PufferLib supports distributed training using PyTorch’s DistributedDataParallel (DDP) for scaling training across multiple GPUs. This enables linear speedup when training large models or environments.
Overview
Distributed training in PufferLib uses PyTorch’s torchrun utility and the NCCL backend for efficient multi-GPU communication. Each process runs its own environment instances and synchronizes gradients across all GPUs.
Distributed training requires NCCL (NVIDIA Collective Communications Library). Ensure your PyTorch installation includes CUDA support.
Quick start
Launch distributed training using torchrun:
torchrun --standalone --nnodes=1 --nproc-per-node=4 \
-m pufferlib.pufferl train your_env
This command launches training on 4 GPUs on a single node.
Distributed setup
Environment variables
PufferLib automatically detects distributed training through PyTorch environment variables:
LOCAL_RANK: GPU rank on the current node
WORLD_SIZE: Total number of processes
MASTER_ADDR: Address of the master node (default: localhost)
MASTER_PORT: Port for communication (default: 29500)
Initialization flow
From pufferlib/pufferl.py:914-939:
# Detect distributed training
if 'LOCAL_RANK' in os.environ:
world_size = int(os.environ.get('WORLD_SIZE', 1))
master_addr = os.environ.get('MASTER_ADDR', 'localhost')
master_port = os.environ.get('MASTER_PORT', '29500')

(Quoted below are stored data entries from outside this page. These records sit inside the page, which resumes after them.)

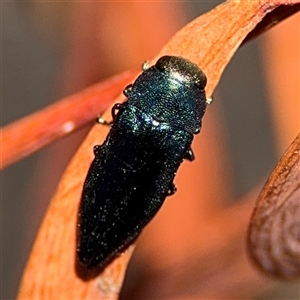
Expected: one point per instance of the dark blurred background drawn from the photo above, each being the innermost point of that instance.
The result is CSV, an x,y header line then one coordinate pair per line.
x,y
53,49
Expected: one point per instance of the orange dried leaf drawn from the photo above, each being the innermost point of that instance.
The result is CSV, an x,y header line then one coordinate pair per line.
x,y
274,241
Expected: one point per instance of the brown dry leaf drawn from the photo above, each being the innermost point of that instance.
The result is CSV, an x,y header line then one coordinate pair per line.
x,y
210,41
274,233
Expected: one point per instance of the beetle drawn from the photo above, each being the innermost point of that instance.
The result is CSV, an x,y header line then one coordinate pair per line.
x,y
133,170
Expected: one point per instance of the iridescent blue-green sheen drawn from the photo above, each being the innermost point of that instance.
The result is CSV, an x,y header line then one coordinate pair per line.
x,y
133,170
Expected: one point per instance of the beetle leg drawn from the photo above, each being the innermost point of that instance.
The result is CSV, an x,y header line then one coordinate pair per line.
x,y
100,120
116,108
97,149
127,90
172,189
189,155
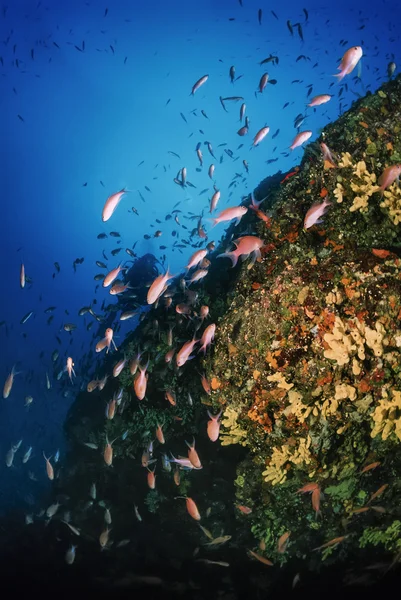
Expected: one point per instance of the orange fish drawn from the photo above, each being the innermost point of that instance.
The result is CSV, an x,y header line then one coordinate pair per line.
x,y
244,509
213,426
332,542
261,559
151,478
170,396
193,455
22,276
108,452
112,275
111,204
283,542
49,468
370,467
141,382
377,493
159,434
349,62
9,383
70,368
158,287
191,507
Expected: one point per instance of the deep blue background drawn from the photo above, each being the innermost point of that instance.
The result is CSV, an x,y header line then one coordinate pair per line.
x,y
91,116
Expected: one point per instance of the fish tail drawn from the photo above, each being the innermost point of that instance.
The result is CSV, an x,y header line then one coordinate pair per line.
x,y
231,255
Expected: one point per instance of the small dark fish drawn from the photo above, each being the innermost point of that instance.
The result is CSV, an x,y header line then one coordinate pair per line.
x,y
26,317
300,31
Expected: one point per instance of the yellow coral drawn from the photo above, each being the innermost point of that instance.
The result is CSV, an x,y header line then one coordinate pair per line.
x,y
279,377
235,434
339,192
392,202
297,407
387,416
275,473
345,160
348,339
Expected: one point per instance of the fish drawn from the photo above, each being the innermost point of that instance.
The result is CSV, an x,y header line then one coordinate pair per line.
x,y
111,204
70,555
260,558
199,83
193,455
9,383
318,100
184,353
300,139
262,133
213,426
245,246
391,67
349,61
389,175
26,317
228,214
49,467
158,287
316,211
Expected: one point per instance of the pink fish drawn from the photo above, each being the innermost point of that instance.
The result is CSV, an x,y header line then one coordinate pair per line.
x,y
248,244
184,354
198,275
141,382
119,367
70,368
300,139
327,155
262,133
263,82
111,204
112,275
196,258
349,62
213,426
316,211
318,100
207,337
198,84
106,341
228,214
214,200
389,175
158,287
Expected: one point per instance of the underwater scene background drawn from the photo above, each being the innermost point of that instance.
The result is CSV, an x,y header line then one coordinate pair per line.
x,y
201,307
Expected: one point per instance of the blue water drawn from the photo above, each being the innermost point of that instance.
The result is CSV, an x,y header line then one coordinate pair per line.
x,y
94,115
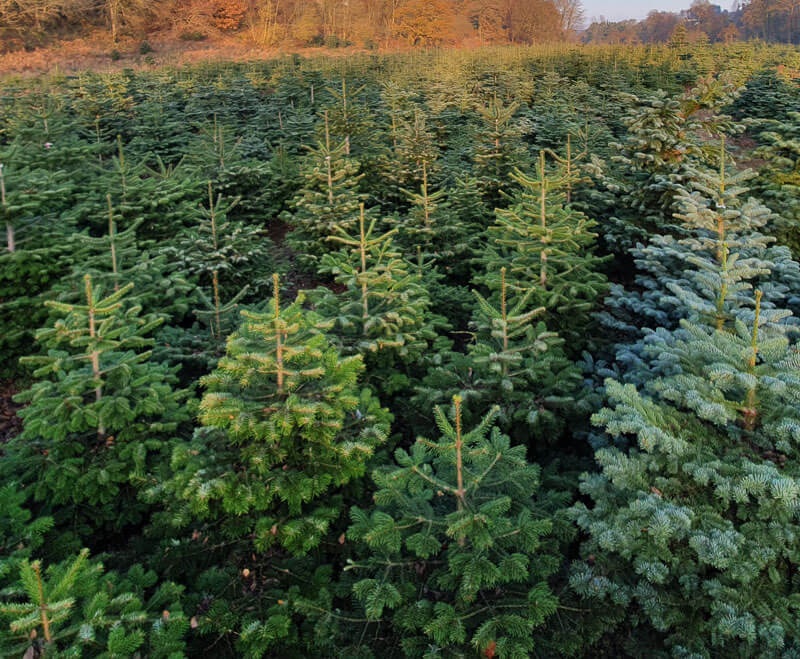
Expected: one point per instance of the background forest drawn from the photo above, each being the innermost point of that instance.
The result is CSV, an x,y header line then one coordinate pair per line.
x,y
485,354
382,24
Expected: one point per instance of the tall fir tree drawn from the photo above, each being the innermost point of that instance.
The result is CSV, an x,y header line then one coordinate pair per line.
x,y
382,313
689,531
328,200
779,180
721,242
285,426
452,553
547,247
498,151
118,258
513,364
100,417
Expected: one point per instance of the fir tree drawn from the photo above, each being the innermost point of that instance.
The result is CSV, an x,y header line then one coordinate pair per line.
x,y
435,227
453,561
116,259
513,364
327,201
223,256
691,529
721,247
100,416
657,158
284,426
350,120
74,609
413,159
497,151
382,311
547,248
780,178
20,533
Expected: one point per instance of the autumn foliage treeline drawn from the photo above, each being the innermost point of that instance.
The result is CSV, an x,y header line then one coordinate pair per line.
x,y
333,23
770,20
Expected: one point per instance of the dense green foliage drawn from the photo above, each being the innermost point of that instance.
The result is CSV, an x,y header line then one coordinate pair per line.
x,y
484,354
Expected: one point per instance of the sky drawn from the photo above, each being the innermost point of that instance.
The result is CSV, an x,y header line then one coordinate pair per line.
x,y
620,9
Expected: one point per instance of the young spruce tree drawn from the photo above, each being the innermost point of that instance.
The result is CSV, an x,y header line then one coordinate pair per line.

local_rank = int(os.environ["LOCAL_RANK"])
# Set device
torch.cuda.set_device(local_rank)
os.environ["CUDA_VISIBLE_DEVICES"] = str(local_rank)
# Initialize process group
if 'LOCAL_RANK' in os.environ:
args['train']['device'] = torch.cuda.current_device()
torch.distributed.init_process_group(backend='nccl', world_size=world_size)
# Wrap policy with DDP
policy = policy.to(local_rank)
model = torch.nn.parallel.DistributedDataParallel(
policy, device_ids=[local_rank], output_device=local_rank
)
Configuration
Single node, multiple GPUs
Train on all GPUs on a single machine:
torchrun --standalone --nnodes=1 --nproc-per-node=8 \
-m pufferlib.pufferl train atari
Multiple nodes
For multi-node training, specify the master node:
Launch on master node
torchrun --nnodes=2 --nproc-per-node=8 \
--master_addr=192.168.1.100 --master_port=29500 \
--node_rank=0 \
-m pufferlib.pufferl train your_env
Launch on worker nodes
torchrun --nnodes=2 --nproc-per-node=8 \
--master_addr=192.168.1.100 --master_port=29500 \
--node_rank=1 \
-m pufferlib.pufferl train your_env
Training configuration
Distributed training shares the same configuration as single-GPU training:
import pufferlib
import pufferlib.vector
# Environment and policy setup is identical
vecenv = pufferlib.vector.make(
env_creator,
num_envs=128,
backend='Multiprocessing'
)
# Training will automatically use DDP if launched with torchrun
config = {
'device': 'cuda',
'batch_size': 32768,
'learning_rate': 3e-4,
# ... other config
}
pufferl = pufferlib.PuffeRL(config, vecenv, policy)
Logging and checkpoints
Rank 0 only operations
Only rank 0 performs logging and checkpoint saving to avoid conflicts:
if torch.distributed.is_initialized():
if torch.distributed.get_rank() != 0:
# Non-master ranks skip logging
self.logger.log(logs, agent_steps)
return logs
else:
return None
From pufferlib/pufferl.py:505-510
Checkpoint saving
Checkpoints are saved only by rank 0:
def save_checkpoint(self):
if torch.distributed.is_initialized():
if torch.distributed.get_rank() != 0:
return
# Only rank 0 saves
torch.save(self.uncompiled_policy.state_dict(), model_path)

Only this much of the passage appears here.